India's energy purchases are driven by economics, not politics. Analysts stress that favorable terms and competitive prices are key, regardless of where the crude originates. This practical approach is clear in India's growing imports of Venezuelan crude, which became its third-largest supplier in May 2026, ahead of Saudi Arabia and the U.S. The main reason for this increase is Venezuela's competitive pricing, making its crude attractive to Indian refiners dealing with high global prices and market instability. Additionally, Venezuelan heavy crude is a good fit for India's advanced refining facilities, like Reliance Industries' Jamnagar refinery, one of the world's largest. This advantage boosts India's energy security and operational efficiency, showing a preference for cost-effective and compatible resources.

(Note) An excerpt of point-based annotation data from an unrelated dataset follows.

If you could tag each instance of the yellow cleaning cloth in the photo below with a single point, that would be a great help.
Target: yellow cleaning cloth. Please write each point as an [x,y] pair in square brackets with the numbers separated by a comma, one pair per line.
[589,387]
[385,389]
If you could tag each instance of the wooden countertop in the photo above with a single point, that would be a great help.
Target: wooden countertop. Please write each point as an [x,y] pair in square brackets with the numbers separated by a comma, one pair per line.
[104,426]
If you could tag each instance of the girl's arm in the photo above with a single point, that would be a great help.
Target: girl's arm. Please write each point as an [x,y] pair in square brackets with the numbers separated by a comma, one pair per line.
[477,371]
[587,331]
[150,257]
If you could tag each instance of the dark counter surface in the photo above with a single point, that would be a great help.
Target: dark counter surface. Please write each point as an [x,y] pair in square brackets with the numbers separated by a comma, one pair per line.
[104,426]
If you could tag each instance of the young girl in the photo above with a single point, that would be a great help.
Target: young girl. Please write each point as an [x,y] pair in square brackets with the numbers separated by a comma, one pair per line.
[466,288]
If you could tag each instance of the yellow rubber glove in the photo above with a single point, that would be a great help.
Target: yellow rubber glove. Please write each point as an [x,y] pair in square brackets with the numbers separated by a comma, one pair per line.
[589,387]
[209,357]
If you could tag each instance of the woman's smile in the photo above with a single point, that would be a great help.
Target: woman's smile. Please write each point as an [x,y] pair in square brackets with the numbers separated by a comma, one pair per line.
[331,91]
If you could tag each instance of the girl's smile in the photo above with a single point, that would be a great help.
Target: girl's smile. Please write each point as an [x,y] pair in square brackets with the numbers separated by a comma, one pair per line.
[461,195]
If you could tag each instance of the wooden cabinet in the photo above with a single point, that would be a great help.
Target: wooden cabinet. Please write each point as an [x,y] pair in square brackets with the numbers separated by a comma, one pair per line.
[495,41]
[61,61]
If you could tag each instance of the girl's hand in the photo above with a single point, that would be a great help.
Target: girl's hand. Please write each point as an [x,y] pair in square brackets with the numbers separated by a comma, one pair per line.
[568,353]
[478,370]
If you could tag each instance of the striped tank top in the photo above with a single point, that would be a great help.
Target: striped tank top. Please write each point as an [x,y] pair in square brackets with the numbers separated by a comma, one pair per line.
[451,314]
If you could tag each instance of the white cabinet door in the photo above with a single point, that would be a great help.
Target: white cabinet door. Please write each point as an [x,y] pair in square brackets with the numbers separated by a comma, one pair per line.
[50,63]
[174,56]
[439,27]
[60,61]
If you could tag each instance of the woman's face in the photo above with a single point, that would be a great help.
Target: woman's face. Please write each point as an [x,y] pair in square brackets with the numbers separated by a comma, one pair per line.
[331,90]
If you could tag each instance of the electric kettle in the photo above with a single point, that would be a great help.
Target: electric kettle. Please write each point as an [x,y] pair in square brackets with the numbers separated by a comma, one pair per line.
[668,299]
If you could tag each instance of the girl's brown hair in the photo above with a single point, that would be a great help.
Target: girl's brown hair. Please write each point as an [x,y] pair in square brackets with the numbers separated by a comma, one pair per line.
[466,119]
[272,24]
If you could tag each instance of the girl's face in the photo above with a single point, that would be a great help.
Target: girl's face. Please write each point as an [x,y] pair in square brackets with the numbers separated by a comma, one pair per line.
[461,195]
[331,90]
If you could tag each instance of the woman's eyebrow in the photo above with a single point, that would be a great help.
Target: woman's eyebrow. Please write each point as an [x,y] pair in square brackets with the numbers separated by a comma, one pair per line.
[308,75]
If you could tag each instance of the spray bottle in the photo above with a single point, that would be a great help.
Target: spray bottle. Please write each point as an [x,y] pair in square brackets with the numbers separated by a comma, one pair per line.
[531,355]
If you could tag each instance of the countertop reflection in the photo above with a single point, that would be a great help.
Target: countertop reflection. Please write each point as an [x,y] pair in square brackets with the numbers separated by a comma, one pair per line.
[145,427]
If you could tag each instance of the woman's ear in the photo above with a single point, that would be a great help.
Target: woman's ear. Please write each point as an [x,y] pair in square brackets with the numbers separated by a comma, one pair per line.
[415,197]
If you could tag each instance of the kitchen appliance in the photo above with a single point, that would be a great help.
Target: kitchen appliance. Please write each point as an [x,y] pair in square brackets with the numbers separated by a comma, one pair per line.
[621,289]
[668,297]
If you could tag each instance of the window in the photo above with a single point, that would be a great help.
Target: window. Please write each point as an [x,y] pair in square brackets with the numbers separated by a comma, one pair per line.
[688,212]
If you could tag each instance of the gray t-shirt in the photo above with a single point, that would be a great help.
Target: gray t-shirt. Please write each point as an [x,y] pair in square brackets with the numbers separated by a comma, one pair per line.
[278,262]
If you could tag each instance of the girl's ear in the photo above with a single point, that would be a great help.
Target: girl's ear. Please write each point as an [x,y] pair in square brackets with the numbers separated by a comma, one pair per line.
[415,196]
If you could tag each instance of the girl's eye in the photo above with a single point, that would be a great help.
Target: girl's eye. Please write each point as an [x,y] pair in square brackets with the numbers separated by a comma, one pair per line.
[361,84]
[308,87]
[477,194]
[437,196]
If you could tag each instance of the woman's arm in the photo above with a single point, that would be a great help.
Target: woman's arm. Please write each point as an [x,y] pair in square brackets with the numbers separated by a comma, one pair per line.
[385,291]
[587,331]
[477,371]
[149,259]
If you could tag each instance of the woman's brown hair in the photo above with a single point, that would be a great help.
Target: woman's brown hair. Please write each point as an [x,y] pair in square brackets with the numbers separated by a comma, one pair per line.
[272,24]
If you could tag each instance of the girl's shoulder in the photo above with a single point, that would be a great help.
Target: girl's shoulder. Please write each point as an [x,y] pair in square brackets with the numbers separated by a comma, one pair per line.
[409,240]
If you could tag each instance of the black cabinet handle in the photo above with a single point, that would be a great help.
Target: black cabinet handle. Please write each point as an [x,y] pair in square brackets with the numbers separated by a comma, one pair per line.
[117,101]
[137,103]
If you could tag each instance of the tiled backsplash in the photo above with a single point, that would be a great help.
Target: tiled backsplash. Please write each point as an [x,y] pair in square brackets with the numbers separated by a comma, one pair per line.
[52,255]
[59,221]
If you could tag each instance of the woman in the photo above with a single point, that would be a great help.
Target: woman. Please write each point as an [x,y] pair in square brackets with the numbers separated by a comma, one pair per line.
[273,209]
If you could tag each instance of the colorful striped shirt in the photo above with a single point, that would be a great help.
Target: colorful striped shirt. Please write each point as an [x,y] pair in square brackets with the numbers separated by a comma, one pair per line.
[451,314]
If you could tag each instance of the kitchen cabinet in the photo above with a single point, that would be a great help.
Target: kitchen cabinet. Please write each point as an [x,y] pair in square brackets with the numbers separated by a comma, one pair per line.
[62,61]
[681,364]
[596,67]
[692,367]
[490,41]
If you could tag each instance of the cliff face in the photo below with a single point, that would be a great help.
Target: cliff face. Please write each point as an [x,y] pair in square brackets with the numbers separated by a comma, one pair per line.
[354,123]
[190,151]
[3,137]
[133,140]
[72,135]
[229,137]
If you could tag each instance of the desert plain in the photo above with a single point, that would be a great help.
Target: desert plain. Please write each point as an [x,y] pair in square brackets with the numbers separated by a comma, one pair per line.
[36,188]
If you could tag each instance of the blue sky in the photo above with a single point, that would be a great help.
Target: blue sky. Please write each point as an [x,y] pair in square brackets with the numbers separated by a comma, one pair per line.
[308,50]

The U.S. diplomatic efforts are happening with significant global supply chain disruptions, including the conflict in West Asia and instability near the Strait of Hormuz. These events have pushed India to diversify its crude sources, seeking alternatives beyond traditional Middle Eastern suppliers. The recent easing of some U.S. restrictions on Venezuelan oil exports has allowed Venezuela's return to the Indian market after a nine-month absence. While Russia and the UAE remain India's top suppliers, Venezuela's rise to third place signals a major shift in India's energy import strategy. Broader geopolitical shifts, including U.S. trade policies and sanctions, also influence this diversification, making Russian crude more complex for Indian refiners to acquire.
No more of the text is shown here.